AKU CINTA KAMU MAMA, BAGIAN III

10 Nov 2011

Senin, 20 Juni 2011
Mama adalah orang yang sangat tegar dan selalu melindungi anak-anaknya. Kali ini aku hanya ingin menceritakan masa di mana aku kuliah. Karena bingung harus cerita apa tentang SMP dan SMA-ku, aku tidak bersama beliau di masa-masa itu.

Setelah aku sampai di rumah dengan jilbab panjangku, mama agak meledek. Mungkin agak kaget melihat jilbabku yang panjang. Maka aku pun tersenyum.

Pernah suatu hari…
Di pernikahan tanteku, sepupu mama, mama membuatkan gamis kuning yang manis ditambah dengan menyediakan sebuah kerudung menutupi dada. Tapi…, kukatakan bahwa kerudung itu panjangnya seperti khimarku, tidak bisa kupakai di luar. Meski begitu aku sudah menyiapkan jilbab yang cocok dengan gamis yang dibuat mama. Maka hari itu aku tetap memakai jilbab Syar’iku tanpa membuat mama terlalu kecewa.
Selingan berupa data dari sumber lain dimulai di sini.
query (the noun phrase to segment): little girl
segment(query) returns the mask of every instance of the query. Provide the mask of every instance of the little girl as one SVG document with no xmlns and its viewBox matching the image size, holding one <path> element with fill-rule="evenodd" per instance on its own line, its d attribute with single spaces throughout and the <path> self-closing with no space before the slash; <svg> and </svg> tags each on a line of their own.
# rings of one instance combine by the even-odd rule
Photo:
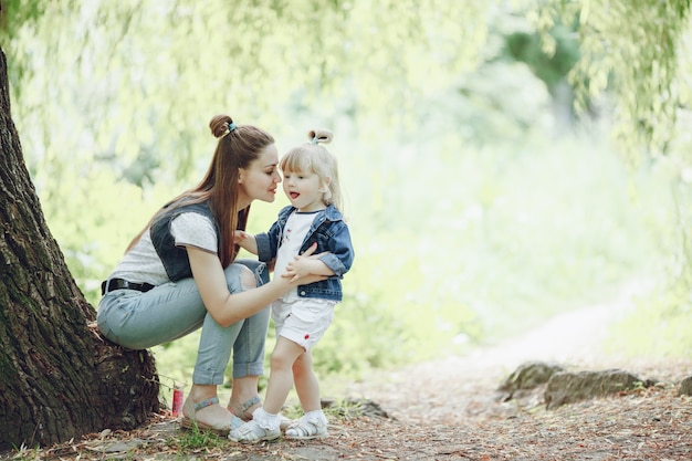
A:
<svg viewBox="0 0 692 461">
<path fill-rule="evenodd" d="M 272 304 L 276 345 L 264 407 L 253 412 L 251 421 L 230 432 L 240 442 L 259 442 L 281 437 L 279 413 L 295 384 L 305 415 L 293 421 L 286 438 L 314 439 L 327 434 L 327 419 L 319 401 L 319 384 L 313 371 L 312 348 L 324 336 L 334 318 L 334 307 L 342 301 L 342 277 L 354 261 L 348 227 L 339 209 L 342 197 L 336 158 L 319 144 L 329 143 L 332 133 L 310 132 L 311 143 L 291 149 L 281 159 L 283 190 L 291 206 L 279 212 L 279 219 L 266 233 L 249 235 L 235 232 L 242 248 L 260 261 L 275 259 L 274 277 L 298 277 L 303 274 L 325 279 L 295 290 Z M 316 245 L 318 259 L 296 255 Z"/>
</svg>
Aku senang, karena mama sudah mengerti bahwa aku tidak akan mau tampil di depan laki-laki nonmahramku dengan pakaian seadanya. Harus berjilbab syar’i.

Suatu hari…
Aku sedang cuci piring di dekat pintu belakang dengan hanya memakai pakaian sehari-hariku di rumah, baju lengan panjang, rok panjang, dan khimar. Wah, tiba-tiba ada suami tetanggaku datang. Aku kaget bukan main karena laki-laki itu akan masuk ke rumah. Aku spontan ke belakang pintu rumah yang gelap. Lama sekali berdiri di situ dan tidak ada yang menyadari bahwa aku ‘hilang’.

Akhirnya mama menyadari aku tidak ada di ruangan itu, mereka mencariku dengan memanggil namaku. Aku diam tidak berkata-kata, sampai mama memergokiku ada di belakang pintu.
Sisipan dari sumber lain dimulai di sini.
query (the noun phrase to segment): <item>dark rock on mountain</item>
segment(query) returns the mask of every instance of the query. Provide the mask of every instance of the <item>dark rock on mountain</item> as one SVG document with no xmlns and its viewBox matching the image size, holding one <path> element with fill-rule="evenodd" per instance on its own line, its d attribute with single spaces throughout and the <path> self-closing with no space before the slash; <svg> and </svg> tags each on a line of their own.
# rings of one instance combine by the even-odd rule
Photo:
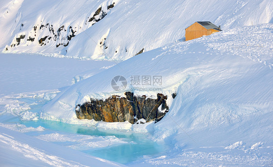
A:
<svg viewBox="0 0 273 167">
<path fill-rule="evenodd" d="M 79 119 L 94 119 L 105 122 L 124 122 L 131 123 L 144 118 L 147 122 L 161 119 L 169 111 L 166 103 L 167 96 L 157 94 L 157 99 L 146 96 L 135 96 L 127 92 L 126 98 L 113 95 L 105 100 L 91 99 L 76 107 L 76 114 Z"/>
</svg>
“Apa yang kamu lakukan di situ?” tanya mama heran lalu menyadari bahwa ada laki-laki ajnabi di rumah. Mama pun bergegas mengambilkan jilbabku sehingga aku bisa keluar dari kepengapan di belakang pintu.

Suatu hari…
Sepulang dari pesantren kilat tiga hari, aku tiba-tiba demam tinggi dan seluruh badanku lemas. Mama memberiku obat penurun panas. Tapi, aku tidak juga sembuh-sembuh.
Aku pun pergi ke dokter dan menerima resep obat. Besoknya aku segar sekali yang setelah itu akhirnya kutahu kesegaran perasaan itu adalah puncak dari penyakitku. Besoknya aku drop kembali. Kembali terbaring di kasur. Mama saat itu kelihatan sangat sedih dan risau. Karena saat itu aku sangat lemas dan tenggorokanku tidak mau menerima apa pun. Padahal pekan depannya aku harus masuk kuliah hari pertama.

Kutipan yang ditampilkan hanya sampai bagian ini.